There is substantial evidence¹ that humanity is entering a new age of pandemics. To survive this era, governments, multi-lateral organisations, foundations, and industry will need to work collectively on researching and developing new drugs that can prevent or treat a broad range of epidemic-prone pathogens, some of which have not yet been identified. This level of collaboration will require major shifts in focus and resources, drawing on the successes and failures of prior pandemic responses.
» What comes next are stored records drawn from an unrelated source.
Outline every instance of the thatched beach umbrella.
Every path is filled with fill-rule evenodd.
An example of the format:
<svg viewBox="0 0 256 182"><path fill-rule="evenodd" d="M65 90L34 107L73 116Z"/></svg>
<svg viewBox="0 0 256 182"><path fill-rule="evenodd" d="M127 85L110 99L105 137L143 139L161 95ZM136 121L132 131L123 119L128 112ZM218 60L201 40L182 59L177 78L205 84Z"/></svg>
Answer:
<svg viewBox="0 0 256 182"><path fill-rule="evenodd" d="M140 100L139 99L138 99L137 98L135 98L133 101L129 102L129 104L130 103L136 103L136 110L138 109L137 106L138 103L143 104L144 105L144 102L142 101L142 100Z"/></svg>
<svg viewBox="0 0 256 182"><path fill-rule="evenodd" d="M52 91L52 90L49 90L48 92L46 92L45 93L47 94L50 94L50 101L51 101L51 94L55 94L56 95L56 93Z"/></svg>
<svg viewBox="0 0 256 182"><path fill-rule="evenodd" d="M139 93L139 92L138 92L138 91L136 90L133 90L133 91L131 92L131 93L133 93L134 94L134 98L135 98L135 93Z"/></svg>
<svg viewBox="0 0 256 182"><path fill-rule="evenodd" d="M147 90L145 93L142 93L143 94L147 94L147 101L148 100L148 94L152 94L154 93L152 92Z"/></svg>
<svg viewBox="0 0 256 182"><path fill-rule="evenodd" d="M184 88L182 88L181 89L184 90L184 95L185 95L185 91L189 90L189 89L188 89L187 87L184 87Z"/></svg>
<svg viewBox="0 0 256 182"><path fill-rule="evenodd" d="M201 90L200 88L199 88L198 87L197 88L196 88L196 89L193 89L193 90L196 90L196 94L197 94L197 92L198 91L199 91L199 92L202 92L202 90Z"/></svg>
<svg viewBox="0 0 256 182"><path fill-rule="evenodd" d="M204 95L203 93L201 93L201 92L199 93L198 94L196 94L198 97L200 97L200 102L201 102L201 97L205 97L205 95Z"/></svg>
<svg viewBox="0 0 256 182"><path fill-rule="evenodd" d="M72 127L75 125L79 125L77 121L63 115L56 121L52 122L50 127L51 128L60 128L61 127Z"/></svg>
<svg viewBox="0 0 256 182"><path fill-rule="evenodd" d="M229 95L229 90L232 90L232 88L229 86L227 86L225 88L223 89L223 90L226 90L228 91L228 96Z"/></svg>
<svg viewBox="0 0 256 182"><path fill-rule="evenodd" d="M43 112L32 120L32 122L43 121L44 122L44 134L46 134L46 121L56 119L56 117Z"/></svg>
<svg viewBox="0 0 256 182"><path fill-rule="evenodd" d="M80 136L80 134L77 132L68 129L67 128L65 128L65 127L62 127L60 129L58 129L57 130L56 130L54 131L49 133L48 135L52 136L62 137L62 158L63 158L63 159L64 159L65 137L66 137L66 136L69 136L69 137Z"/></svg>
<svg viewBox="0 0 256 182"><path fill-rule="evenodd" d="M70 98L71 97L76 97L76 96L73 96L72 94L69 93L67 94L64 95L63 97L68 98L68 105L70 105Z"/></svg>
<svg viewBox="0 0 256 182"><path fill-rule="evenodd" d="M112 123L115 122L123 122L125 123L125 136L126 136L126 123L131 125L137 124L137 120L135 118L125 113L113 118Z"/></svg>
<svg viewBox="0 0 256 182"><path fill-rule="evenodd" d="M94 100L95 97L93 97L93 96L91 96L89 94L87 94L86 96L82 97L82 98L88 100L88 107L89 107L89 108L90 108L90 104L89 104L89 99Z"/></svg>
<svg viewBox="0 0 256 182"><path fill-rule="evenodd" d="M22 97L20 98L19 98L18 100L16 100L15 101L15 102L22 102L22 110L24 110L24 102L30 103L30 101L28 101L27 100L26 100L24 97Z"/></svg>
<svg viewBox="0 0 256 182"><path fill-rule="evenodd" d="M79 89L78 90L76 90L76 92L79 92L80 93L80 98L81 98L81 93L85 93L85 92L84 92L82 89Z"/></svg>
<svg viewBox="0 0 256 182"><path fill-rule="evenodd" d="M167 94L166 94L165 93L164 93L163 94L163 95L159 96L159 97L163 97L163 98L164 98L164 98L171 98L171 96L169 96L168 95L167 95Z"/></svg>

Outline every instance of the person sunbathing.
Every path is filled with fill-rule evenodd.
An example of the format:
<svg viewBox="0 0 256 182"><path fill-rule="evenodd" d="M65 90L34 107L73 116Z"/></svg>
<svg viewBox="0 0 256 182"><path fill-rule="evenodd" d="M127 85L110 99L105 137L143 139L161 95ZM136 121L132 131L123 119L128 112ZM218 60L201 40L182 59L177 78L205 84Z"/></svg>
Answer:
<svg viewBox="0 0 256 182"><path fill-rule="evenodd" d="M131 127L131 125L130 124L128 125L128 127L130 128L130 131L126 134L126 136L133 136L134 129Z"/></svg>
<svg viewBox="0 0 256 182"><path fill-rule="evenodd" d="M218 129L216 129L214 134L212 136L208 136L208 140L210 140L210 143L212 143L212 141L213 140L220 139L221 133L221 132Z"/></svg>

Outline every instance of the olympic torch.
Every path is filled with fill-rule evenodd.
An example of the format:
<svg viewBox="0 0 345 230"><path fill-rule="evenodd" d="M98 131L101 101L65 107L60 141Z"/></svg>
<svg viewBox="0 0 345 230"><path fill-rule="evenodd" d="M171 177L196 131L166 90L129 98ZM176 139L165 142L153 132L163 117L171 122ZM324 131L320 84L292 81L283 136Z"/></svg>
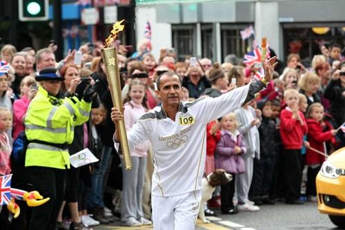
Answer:
<svg viewBox="0 0 345 230"><path fill-rule="evenodd" d="M266 61L266 45L267 45L267 39L265 37L264 37L262 38L262 42L261 44L261 48L262 48L261 61L262 61L262 66L264 66Z"/></svg>
<svg viewBox="0 0 345 230"><path fill-rule="evenodd" d="M110 35L106 39L106 48L101 50L103 61L106 67L106 73L108 84L110 90L112 104L122 110L122 99L121 97L120 74L117 64L117 50L115 47L109 47L112 41L116 39L117 34L124 30L124 26L121 23L124 20L116 22L112 28ZM117 122L117 128L119 128L121 147L124 155L124 166L126 170L132 169L132 160L129 151L128 140L126 133L125 122L122 119Z"/></svg>

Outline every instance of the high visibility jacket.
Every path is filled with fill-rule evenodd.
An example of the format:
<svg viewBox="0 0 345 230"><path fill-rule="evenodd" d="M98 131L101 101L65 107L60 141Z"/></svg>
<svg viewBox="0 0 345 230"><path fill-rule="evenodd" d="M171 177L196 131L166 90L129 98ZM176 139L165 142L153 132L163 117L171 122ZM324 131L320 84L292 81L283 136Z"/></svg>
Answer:
<svg viewBox="0 0 345 230"><path fill-rule="evenodd" d="M56 98L39 86L24 119L29 142L25 166L69 169L67 144L73 141L74 127L88 120L90 109L91 103Z"/></svg>

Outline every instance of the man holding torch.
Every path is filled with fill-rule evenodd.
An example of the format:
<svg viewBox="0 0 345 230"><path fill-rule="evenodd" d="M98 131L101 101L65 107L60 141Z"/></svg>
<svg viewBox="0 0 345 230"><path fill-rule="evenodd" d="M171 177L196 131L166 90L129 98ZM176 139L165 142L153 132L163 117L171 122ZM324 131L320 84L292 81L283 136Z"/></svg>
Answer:
<svg viewBox="0 0 345 230"><path fill-rule="evenodd" d="M212 120L242 106L272 79L275 57L264 64L265 77L217 98L181 102L179 76L163 73L156 81L161 106L144 115L128 133L130 149L145 140L151 142L155 171L152 175L153 227L160 229L194 229L201 196L206 156L206 126ZM111 118L117 128L123 113L112 108ZM119 148L118 128L115 146ZM120 149L121 152L121 149Z"/></svg>

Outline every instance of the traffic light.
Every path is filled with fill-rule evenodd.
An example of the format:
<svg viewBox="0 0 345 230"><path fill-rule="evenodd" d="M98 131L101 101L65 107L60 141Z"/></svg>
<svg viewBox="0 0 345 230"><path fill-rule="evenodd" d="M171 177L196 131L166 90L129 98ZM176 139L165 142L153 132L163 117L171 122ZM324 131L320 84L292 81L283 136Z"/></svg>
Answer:
<svg viewBox="0 0 345 230"><path fill-rule="evenodd" d="M18 0L18 3L20 21L48 19L48 0Z"/></svg>

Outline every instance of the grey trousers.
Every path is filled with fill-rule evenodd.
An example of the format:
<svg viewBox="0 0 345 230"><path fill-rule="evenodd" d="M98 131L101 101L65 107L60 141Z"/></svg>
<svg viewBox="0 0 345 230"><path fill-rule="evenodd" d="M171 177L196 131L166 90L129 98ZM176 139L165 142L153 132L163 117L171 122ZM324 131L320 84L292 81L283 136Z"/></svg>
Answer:
<svg viewBox="0 0 345 230"><path fill-rule="evenodd" d="M239 203L246 203L252 183L254 158L251 156L245 156L242 157L242 159L244 161L246 171L236 175L236 191Z"/></svg>
<svg viewBox="0 0 345 230"><path fill-rule="evenodd" d="M121 160L123 173L121 221L126 221L130 217L137 220L144 217L142 196L147 159L139 157L131 158L132 168L130 170L124 169L124 160Z"/></svg>

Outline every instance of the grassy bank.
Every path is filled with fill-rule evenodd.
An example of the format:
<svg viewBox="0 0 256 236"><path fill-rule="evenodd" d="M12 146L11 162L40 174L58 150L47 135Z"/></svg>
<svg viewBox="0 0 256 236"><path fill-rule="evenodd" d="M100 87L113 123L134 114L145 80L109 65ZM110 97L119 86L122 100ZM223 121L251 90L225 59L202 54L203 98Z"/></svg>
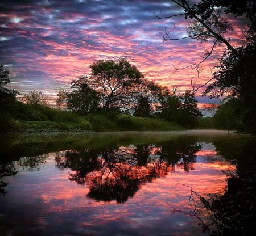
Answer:
<svg viewBox="0 0 256 236"><path fill-rule="evenodd" d="M1 104L2 132L87 131L171 131L185 129L177 124L155 118L122 115L108 118L100 115L83 116L45 106L32 107L18 101ZM199 127L212 128L208 118L200 118Z"/></svg>

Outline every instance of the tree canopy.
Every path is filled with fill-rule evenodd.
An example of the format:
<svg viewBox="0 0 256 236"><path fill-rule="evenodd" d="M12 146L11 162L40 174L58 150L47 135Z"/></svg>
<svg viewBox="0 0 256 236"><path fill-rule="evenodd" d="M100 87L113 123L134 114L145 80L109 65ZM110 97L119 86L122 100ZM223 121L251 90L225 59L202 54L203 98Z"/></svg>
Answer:
<svg viewBox="0 0 256 236"><path fill-rule="evenodd" d="M19 92L14 89L6 88L4 86L11 83L9 75L11 72L9 70L5 69L4 65L0 65L0 99L6 98L15 98Z"/></svg>
<svg viewBox="0 0 256 236"><path fill-rule="evenodd" d="M210 95L212 98L236 99L232 102L236 104L234 113L236 119L243 123L242 129L250 132L256 130L255 1L202 0L193 4L188 0L172 0L172 2L183 9L184 12L163 17L159 14L155 18L162 19L184 15L185 19L190 20L187 27L187 37L199 40L201 43L210 39L212 40L211 49L206 52L200 62L193 65L193 69L199 73L199 66L212 56L217 45L224 44L226 47L222 57L218 58L215 67L217 70L206 83L196 88L191 81L193 91L207 85L203 95ZM232 45L226 33L235 26L233 21L229 22L224 17L225 15L230 19L242 17L243 20L247 19L247 28L241 32L244 40L243 44L240 43L240 45L238 44L236 47ZM163 36L163 40L174 39L171 37L171 33L172 31L166 31Z"/></svg>

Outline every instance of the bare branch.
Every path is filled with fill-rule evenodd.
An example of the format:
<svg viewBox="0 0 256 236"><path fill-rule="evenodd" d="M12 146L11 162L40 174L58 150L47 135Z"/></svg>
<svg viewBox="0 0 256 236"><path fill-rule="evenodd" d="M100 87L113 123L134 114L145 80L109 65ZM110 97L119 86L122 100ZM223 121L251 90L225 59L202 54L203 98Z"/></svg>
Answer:
<svg viewBox="0 0 256 236"><path fill-rule="evenodd" d="M175 17L175 16L179 16L180 15L184 15L185 14L185 13L181 13L180 14L176 14L176 15L170 15L170 16L161 16L159 17L159 15L161 15L162 13L162 9L159 7L160 9L160 12L156 15L155 15L155 12L154 13L154 18L155 19L166 19L166 18L171 18L172 17Z"/></svg>

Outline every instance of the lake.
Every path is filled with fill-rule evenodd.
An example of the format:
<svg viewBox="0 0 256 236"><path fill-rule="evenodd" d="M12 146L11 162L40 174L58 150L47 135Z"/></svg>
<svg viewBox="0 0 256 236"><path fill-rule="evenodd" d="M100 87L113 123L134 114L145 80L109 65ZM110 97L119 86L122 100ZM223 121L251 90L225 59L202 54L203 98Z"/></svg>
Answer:
<svg viewBox="0 0 256 236"><path fill-rule="evenodd" d="M191 191L223 194L224 171L246 162L252 138L217 130L2 137L1 235L207 235L209 216Z"/></svg>

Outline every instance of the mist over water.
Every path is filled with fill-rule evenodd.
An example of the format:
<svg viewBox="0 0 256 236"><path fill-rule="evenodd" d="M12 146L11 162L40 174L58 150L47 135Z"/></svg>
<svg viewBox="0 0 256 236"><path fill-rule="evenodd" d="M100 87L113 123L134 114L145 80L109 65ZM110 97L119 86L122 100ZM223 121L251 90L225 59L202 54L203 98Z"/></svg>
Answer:
<svg viewBox="0 0 256 236"><path fill-rule="evenodd" d="M1 231L207 235L188 214L195 208L190 188L205 197L223 194L222 171L235 171L234 160L250 138L213 130L1 138L1 180L7 183L0 195Z"/></svg>

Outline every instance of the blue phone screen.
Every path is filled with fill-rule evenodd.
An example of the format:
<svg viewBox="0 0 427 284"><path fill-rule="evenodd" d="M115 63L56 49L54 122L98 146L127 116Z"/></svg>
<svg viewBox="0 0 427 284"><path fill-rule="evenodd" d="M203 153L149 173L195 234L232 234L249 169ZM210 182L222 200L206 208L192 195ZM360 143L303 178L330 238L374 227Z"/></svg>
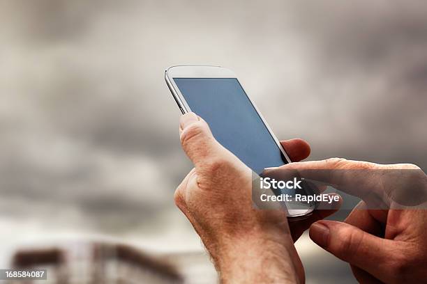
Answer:
<svg viewBox="0 0 427 284"><path fill-rule="evenodd" d="M174 78L191 111L214 136L257 173L286 164L277 144L235 78Z"/></svg>

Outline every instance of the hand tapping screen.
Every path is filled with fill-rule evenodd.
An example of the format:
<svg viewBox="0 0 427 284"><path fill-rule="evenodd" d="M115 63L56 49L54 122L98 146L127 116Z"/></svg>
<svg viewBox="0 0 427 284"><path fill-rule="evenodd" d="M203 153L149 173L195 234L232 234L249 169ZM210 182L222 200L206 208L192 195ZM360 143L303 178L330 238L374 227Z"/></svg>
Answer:
<svg viewBox="0 0 427 284"><path fill-rule="evenodd" d="M191 111L214 136L257 173L286 164L279 148L235 78L174 78Z"/></svg>

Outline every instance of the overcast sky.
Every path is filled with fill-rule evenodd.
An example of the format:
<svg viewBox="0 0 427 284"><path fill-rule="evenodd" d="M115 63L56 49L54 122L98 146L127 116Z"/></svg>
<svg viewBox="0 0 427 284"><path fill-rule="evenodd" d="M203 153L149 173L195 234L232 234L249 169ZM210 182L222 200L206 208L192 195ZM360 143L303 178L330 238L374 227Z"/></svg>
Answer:
<svg viewBox="0 0 427 284"><path fill-rule="evenodd" d="M190 168L177 64L232 69L310 159L427 167L426 1L0 0L3 241L200 247L172 198Z"/></svg>

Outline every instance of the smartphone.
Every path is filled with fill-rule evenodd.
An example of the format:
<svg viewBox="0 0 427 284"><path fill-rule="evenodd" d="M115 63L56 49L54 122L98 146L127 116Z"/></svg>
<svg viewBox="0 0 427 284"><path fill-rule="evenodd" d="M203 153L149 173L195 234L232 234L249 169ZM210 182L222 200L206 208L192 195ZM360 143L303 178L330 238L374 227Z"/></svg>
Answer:
<svg viewBox="0 0 427 284"><path fill-rule="evenodd" d="M255 173L291 161L234 73L219 66L172 66L165 79L181 112L194 112L215 139ZM314 205L288 210L290 217L308 216Z"/></svg>

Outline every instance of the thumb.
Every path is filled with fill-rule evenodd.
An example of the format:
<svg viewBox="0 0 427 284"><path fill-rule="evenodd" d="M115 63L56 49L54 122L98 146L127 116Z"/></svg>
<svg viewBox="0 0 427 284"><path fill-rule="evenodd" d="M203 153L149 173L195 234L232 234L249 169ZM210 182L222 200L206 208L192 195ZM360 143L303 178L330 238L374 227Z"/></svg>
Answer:
<svg viewBox="0 0 427 284"><path fill-rule="evenodd" d="M345 223L325 220L311 226L310 237L337 258L388 282L390 269L395 264L393 262L396 262L396 251L392 251L396 247L394 241L374 236Z"/></svg>
<svg viewBox="0 0 427 284"><path fill-rule="evenodd" d="M226 151L214 138L207 123L194 113L181 117L179 132L182 148L196 166L207 158L220 157Z"/></svg>

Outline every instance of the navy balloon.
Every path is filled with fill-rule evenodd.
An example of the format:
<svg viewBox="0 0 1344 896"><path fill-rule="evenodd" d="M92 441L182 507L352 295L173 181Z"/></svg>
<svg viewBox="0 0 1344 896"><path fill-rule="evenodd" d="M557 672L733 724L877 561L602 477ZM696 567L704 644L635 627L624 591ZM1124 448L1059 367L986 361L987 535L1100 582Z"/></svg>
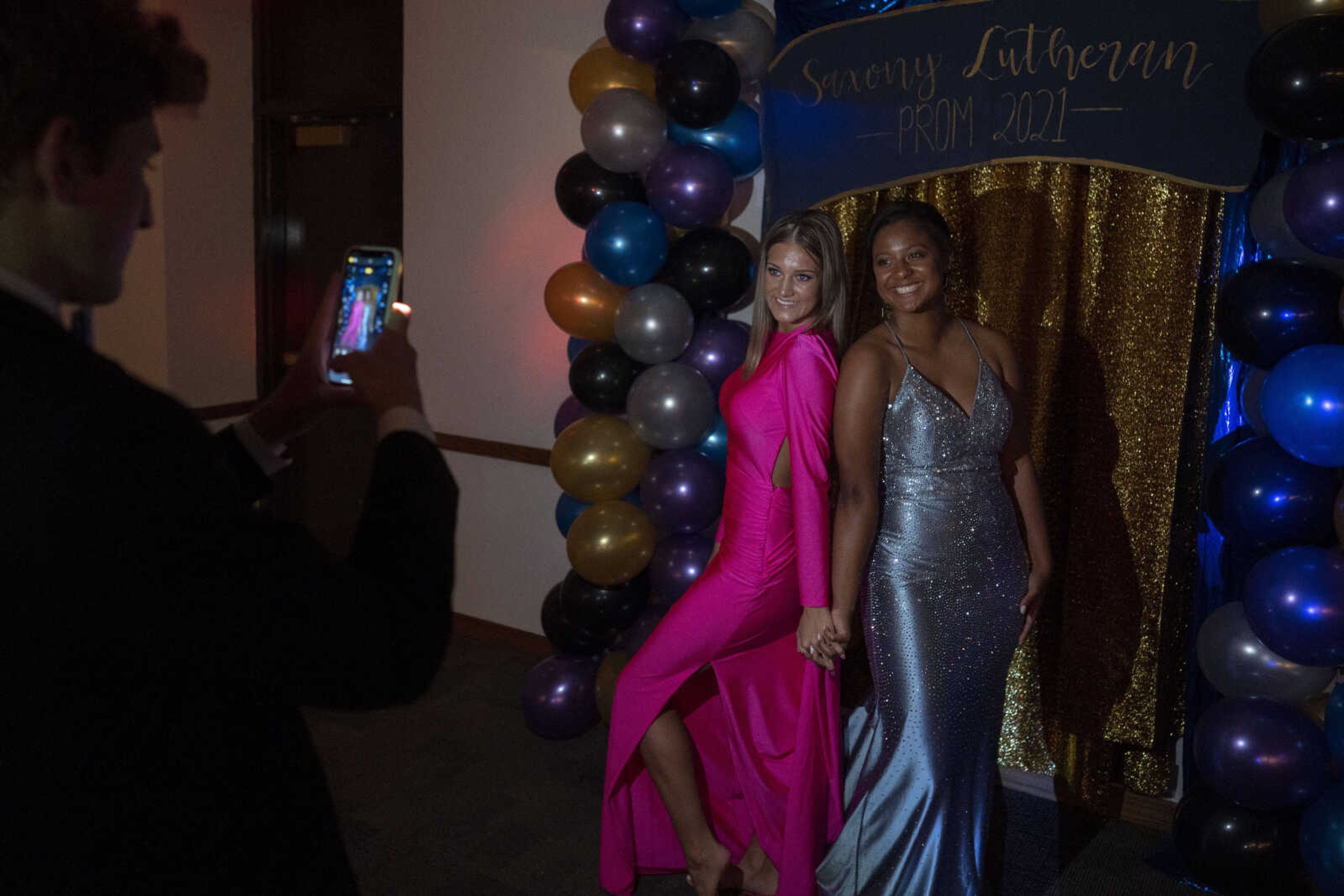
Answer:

Since the 20^th century, all known viral pandemics, including HIV, influenza, SARS CoV-1, SARS, CoV-1, and mpox, have resulted from a virus ‘spilling over’ from animals into humans.² Most experts believe the frequency of such spill-overs is increasing.³ Deforestation and changes in land use have altered ecosystems,⁴ increasing the likelihood that humans or domestic animals will come into contact with wild animals or insects that harbour novel pathogens. Rising demand for animal protein has led to more factory farming, increasing the likelihood that diseases can spread among these animals then into humans.⁵ Furthermore, ever larger numbers of humans are living in cities or travelling across borders, increasing the risk of diseases being transmitted person-to-person over a long range. All of these factors are being further accelerated by climate change.⁶

In addition to naturally occurring threats, there is an increasing concern that future pandemics could arise from either accidental or deliberate release of pathogens. Investigations into the origins of the COVID-19 pandemic have drawn attention to the risk of researchers potentially becoming infected while working with pathogens in a laboratory⁷ and subsequently spreading infections in the broader community. Advances in synthetic biology have raised concern about the deliberate manipulation of pathogens⁸ to enhance their transmissibility and virulence for use as agents of terror or war. This is particularly worrisome for pathogens such as smallpox, which has been well documented to be manufactured as a bioweapon⁹ and for which population immunity is low to non-existent.

One of the most effective ways to protect humans from novel pathogens is through vaccines, therapeutics, and other medical countermeasures. In recent years, the World Health Organization (WHO), United States Centers for Disease Control and Prevention (CDC), and other leading agencies and researchers have called for new vaccines to confront these threats. The reasons for this are sound. Vaccines have been the most important technology to prevent death from infectious diseases and have been used to eradicate two dangerous viruses¹⁰ (smallpox in humans, rinderpest in animals) from the earth. Advances in molecular biology have led to highly safe, efficient, and effective platforms, such as mRNA, that can be rapidly re-purposed for different pathogens, multiple pathogens, or new strains of evolving pathogens.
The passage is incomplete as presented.